JournalEnvironmental Microbiology
DateAccepted/In press - 13 Oct 2020
DateE-pub ahead of print - 25 Oct 2020
DatePublished (current) - Jan 2021
Issue number1
Pages (from-to)143-159
Early online date25/10/20
Original languageEnglish


Sphingolipids are essential and common membrane components in eukaryotic organisms, participating in many important cellular functions. Only a few bacteria are thought to harbour sphingolipids in their membranes, among them the well-studied α-proteobacterium Caulobacter crescentus, a model organism for asymmetric cell division and cellular differentiation.
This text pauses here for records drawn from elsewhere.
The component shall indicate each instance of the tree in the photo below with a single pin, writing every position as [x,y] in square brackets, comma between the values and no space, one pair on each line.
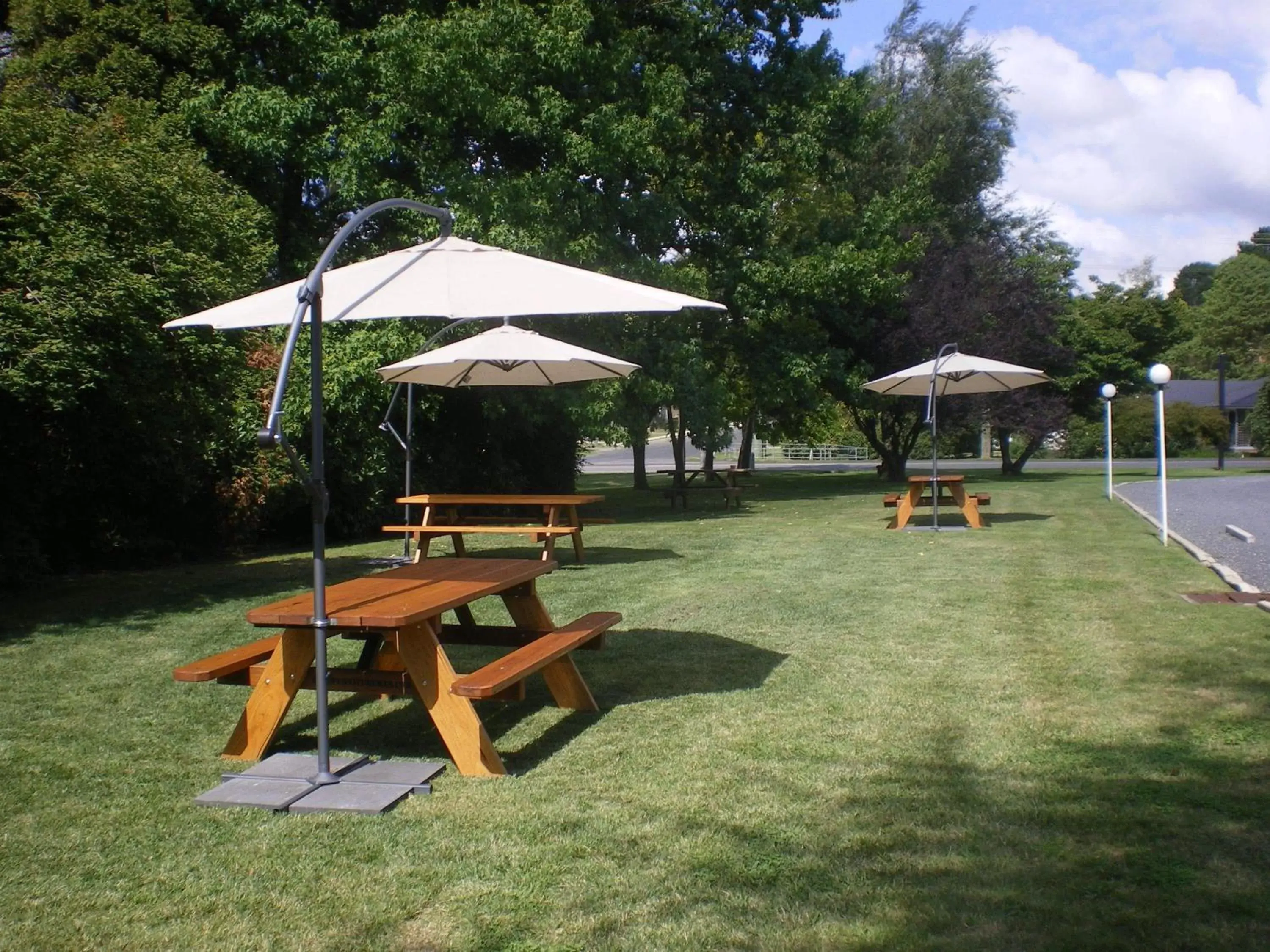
[1193,282]
[1235,320]
[1259,244]
[1259,421]
[988,281]
[110,226]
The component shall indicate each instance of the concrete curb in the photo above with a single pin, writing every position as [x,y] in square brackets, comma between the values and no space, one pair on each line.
[1223,572]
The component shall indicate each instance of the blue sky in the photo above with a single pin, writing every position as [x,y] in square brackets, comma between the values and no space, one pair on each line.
[1143,125]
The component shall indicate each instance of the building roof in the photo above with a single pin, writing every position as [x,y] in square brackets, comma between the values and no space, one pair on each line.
[1240,394]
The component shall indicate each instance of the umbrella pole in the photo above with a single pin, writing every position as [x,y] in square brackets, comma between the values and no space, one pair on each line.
[319,511]
[935,466]
[409,457]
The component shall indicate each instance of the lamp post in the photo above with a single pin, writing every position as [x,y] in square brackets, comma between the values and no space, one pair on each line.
[1160,375]
[1108,393]
[1222,363]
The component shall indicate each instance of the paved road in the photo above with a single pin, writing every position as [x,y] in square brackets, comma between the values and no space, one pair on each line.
[1201,511]
[658,456]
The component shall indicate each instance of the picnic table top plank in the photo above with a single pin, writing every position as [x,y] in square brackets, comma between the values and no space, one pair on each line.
[500,499]
[407,596]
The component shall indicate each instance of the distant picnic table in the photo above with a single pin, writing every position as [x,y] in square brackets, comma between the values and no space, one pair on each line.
[398,615]
[458,515]
[713,479]
[922,492]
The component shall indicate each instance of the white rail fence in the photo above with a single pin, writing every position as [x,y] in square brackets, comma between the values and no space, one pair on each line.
[812,454]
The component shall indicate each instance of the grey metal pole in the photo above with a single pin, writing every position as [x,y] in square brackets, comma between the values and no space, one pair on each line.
[1164,474]
[319,509]
[271,436]
[931,413]
[409,459]
[1222,363]
[1109,445]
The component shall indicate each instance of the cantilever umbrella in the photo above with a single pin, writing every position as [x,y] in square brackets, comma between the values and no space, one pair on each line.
[444,278]
[505,357]
[953,372]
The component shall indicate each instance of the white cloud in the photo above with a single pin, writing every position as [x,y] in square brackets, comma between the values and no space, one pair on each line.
[1140,163]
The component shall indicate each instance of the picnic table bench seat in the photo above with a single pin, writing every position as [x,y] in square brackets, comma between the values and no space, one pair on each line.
[502,680]
[892,499]
[731,494]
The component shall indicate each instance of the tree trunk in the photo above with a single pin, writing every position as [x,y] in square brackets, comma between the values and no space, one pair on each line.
[893,466]
[639,455]
[746,454]
[679,435]
[1015,468]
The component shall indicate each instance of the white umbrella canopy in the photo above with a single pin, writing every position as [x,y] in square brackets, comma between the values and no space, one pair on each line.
[450,278]
[506,357]
[950,374]
[958,374]
[445,278]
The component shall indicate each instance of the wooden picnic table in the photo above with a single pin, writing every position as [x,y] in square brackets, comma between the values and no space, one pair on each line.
[451,515]
[921,492]
[714,476]
[399,615]
[721,480]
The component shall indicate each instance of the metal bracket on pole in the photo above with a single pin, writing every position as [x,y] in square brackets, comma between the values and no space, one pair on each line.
[931,399]
[271,436]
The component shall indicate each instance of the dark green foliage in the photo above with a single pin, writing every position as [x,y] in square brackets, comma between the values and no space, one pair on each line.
[1193,282]
[1259,421]
[1115,334]
[1189,428]
[116,432]
[1235,320]
[1259,244]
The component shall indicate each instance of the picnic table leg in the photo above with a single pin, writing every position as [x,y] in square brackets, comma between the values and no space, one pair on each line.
[280,683]
[905,508]
[968,504]
[455,718]
[564,681]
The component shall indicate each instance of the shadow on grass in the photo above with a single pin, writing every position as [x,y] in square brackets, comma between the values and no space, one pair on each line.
[1115,847]
[633,667]
[139,601]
Here, we report that C. crescentus wild type produces several molecular species of dihydroceramides, which are not produced in a mutant lacking the structural gene for serine palmitoyltransferase (spt). Whereas growth of a spt-deficient mutant and wild type are indistinguishable during the exponential phase of growth, survival of the spt-deficient mutant is much reduced, in comparison with wild type, during stationary phase of growth, especially at elevated temperatures. The structural gene for spt is located within a genomic cluster, comprising another 16 genes and which, like spt, are important for fitness of C. crescentus. Mutants deficient in genes linked to spt by high cofitness were unable to produce dihydroceramide or to survive in stationary phase of growth at elevated temperatures. At least five structural genes are required for dihydroceramide biosynthesis in C. crescentus and sphingolipid biosynthesis is needed for survival of this bacterium and the integrity of its outer membrane.